In Durban, where the majority of refugees are now living in church and community halls around the city, the Ethekwini municipality’s disaster management branch has been labelled “a disaster itself”.

So says Yasmin Rajah, project manager for the Mennonite Central Committee, the local partner of the United Nations High Commissioner for Refugees.

“Most of the tents and food for the refugees have come through private donations and NGOs,” she said on Thursday.

“There doesn’t seem to be a proper disaster management process and we don’t get a sense that anybody [in the city] is willing to do it,” she said.

Anglican Bishop of KwaZulu-Natal Rubin Phillip, who has been a driving force behind relief for refugees in the city, said his “main concern” was official inertia regarding reintegration or repatriation of foreigners.

“Nobody has been notified of plans to help these people get on with their lives,” Phillip said.

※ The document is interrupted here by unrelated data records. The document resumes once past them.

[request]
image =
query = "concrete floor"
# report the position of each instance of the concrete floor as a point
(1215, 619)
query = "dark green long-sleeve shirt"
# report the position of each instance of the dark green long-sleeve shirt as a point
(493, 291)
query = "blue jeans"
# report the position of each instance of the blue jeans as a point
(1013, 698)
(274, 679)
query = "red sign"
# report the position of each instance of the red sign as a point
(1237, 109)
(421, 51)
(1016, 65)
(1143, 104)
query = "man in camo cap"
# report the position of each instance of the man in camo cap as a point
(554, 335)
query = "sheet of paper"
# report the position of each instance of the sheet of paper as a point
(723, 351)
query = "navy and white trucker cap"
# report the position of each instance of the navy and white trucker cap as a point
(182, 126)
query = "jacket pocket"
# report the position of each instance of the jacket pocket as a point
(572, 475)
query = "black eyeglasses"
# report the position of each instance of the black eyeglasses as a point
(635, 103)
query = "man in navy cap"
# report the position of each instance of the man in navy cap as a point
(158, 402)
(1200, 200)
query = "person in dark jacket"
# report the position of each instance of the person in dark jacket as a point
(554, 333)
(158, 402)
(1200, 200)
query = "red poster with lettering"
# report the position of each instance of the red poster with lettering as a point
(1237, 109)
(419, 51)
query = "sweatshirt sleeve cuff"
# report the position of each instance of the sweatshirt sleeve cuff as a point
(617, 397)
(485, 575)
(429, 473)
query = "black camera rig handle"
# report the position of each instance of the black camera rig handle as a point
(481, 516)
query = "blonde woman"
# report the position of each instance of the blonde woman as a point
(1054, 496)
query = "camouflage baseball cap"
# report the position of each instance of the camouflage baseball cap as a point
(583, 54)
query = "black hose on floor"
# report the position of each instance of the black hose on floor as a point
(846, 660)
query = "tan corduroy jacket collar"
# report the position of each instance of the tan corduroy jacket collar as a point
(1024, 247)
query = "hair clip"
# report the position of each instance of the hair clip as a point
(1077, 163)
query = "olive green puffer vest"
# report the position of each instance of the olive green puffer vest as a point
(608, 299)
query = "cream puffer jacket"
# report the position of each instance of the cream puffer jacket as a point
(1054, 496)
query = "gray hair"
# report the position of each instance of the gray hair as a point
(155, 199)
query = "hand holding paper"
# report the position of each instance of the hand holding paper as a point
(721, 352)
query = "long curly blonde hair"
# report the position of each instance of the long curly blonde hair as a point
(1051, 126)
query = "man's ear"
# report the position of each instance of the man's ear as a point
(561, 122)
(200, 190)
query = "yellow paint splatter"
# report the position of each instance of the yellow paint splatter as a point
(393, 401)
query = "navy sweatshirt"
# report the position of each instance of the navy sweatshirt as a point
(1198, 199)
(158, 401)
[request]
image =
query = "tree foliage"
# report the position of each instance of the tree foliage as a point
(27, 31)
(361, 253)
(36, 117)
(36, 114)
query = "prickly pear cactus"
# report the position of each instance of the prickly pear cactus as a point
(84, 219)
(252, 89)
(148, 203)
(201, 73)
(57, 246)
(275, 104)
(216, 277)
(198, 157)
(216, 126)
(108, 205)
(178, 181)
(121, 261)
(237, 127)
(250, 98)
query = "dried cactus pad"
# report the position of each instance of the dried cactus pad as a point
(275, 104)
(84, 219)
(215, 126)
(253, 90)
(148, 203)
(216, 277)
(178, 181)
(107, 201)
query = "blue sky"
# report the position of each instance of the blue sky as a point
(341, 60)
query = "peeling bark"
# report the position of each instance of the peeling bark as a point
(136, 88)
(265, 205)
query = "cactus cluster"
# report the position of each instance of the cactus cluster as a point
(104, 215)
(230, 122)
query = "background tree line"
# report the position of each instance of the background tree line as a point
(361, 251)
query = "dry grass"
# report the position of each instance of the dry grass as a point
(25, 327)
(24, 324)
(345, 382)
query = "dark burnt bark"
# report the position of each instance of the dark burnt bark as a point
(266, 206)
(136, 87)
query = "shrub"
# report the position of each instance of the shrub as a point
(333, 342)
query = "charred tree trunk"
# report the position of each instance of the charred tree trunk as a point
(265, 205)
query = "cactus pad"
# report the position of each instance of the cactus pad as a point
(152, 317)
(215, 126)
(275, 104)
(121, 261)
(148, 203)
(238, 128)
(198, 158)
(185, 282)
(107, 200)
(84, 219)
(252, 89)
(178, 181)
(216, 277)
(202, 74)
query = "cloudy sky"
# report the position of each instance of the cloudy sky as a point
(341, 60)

“The city’s position appears to be one of out of sight, out of mind. Once people were moved from police stations to churches and community halls, the municipality appeared to wash its hands of them.”

City spokesperson Eric Appelgren admitted “the reality is that there is no concrete programme”. However, Appelgren said the SAPS and Metro Police were monitoring hot spots and that issues of repatriation and reintegration were being looked into.

Appelgren said R700 000 had been set aside by the municipality to “counter” xenophobia by engaging communities through local policing forums and ward councillors.

“We want to ensure that at an emotional and psychological level we make people realise that we’re all Africans and we need to take care of one another.”

But, on the streets of Durban, foreign nationals are becoming increasingly afraid for their safety.

At a 100-strong protest held outside the Diakonia Centre in the CBD on Thursday, refugees described daily experiences of xenophobic intimidation.

Elvis Chuma is a Congolese national who has lived in this country for five years. He believes a culture of impunity has been tipped over the edge by recent xenophobia.

“We have always had to live with [xenophobia] in your country, but now we are scared because the people feel they can hurt us and get away with it.

“I was on a taxi yesterday, it was a R3 trip and I gave the conductor R5. He didn’t give me change and when I asked him, he told me ‘suka ni makwerekwere [go foreigner]’. The whole taxi laughed at me.”